Norway and Poland sign agreements
Green investments, including carbon capture and storage, are at the core of the EEA and Norway Grants in Poland for the next years. Agreements on the total €578 million investment were today signed by Norway and Poland.
Prime Minister Jens Stoltenberg of Norway and Prime Minister Donald Tusk of Poland took part in the signing event in Gdansk today.
See photos of the signing on the EEA and Norway Grants' Facebook page.
Green investments, including CCS
Iceland, Liechtenstein and Norway will invest €247 million on ‘green’ programmes and projects in Poland, to reduce greenhouse gases, tackle pollution and safeguard biodiversity. Norway will contribute €137 million to develop carbon capture and storage (CCS) at Belchatów, the largest coal fuelled thermal power plant in Europe. Poland is among the countries with the highest levels of CO2 emissions in Europe. Gassnova, the Norwegian state enterprise for CCS, will be a partner in this project.
Public health is the second largest area of support, with €70 million targeted at improving access to and quality of health services. Family planning, combating lifestyle diseases and dealing with challenges connected to an ageing population are prioritised areas.
Within the area of justice and home affairs, €37 million will be invested in initiatives to strengthen the Polish judiciary, increase the use of alternatives to prison and improve training for both inmates and prison staff.
Strong support to the Polish civil society will continue with €37 million allocated to a new fund for non-governmental organisations. NGOs will be able to apply for funding for projects to promote democracy, social justice and sustainable development.
Bilateral research cooperation between Poland and Norway will continue with close to €37 million set aside for joint research on environment and climate, health and social sciences, including migration. Exchange with Iceland, Liechtenstein and Norway will be facilitated through scholarship programmes worth €10 million.

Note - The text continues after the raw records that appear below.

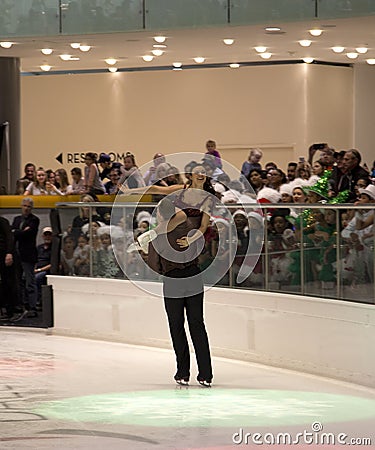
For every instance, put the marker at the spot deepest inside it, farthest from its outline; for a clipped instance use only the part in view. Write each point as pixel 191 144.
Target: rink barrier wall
pixel 330 338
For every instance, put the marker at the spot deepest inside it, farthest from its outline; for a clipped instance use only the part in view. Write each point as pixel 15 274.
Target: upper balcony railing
pixel 66 17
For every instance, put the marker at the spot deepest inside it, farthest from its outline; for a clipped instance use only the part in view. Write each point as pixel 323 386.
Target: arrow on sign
pixel 59 158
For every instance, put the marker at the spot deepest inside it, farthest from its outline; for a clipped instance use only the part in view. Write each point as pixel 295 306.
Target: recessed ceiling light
pixel 316 32
pixel 260 49
pixel 304 43
pixel 6 44
pixel 157 52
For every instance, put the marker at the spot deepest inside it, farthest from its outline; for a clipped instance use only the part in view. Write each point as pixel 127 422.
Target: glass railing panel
pixel 101 16
pixel 357 255
pixel 29 18
pixel 270 11
pixel 308 249
pixel 335 9
pixel 164 14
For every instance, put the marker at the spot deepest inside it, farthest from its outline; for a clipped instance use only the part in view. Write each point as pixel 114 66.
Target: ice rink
pixel 68 393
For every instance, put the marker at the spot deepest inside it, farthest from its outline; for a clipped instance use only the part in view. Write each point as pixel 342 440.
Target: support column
pixel 10 112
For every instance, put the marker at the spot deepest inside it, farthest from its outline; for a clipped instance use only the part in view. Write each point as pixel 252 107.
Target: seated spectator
pixel 291 171
pixel 61 186
pixel 93 183
pixel 286 191
pixel 348 176
pixel 107 165
pixel 111 187
pixel 81 256
pixel 211 150
pixel 130 173
pixel 149 177
pixel 41 186
pixel 29 177
pixel 67 255
pixel 78 183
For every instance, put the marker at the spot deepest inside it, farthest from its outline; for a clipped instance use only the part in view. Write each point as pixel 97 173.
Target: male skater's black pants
pixel 180 294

As in the previous funding round, considerable funding will be set aside to safeguard and revitalise cultural heritage and improve accessibility for the public. Iceland, Liechtenstein and Norway will contribute €60 million to this area, with an additional €10 million to promote diversity in culture and the arts.
The agreements signed today pave the way for increased bilateral cooperation between the donor states and Poland. Nine Norwegian public entities will be partners in programmes on environment, climate change, health, justice, research, scholarships and cultural heritage. Iceland and Liechtenstein will also participate with programme partners on scholarships, and all programmes will facilitate partnerships at project level. In the previous funding period, 100 projects in Poland were implemented in cooperation with donor state entities.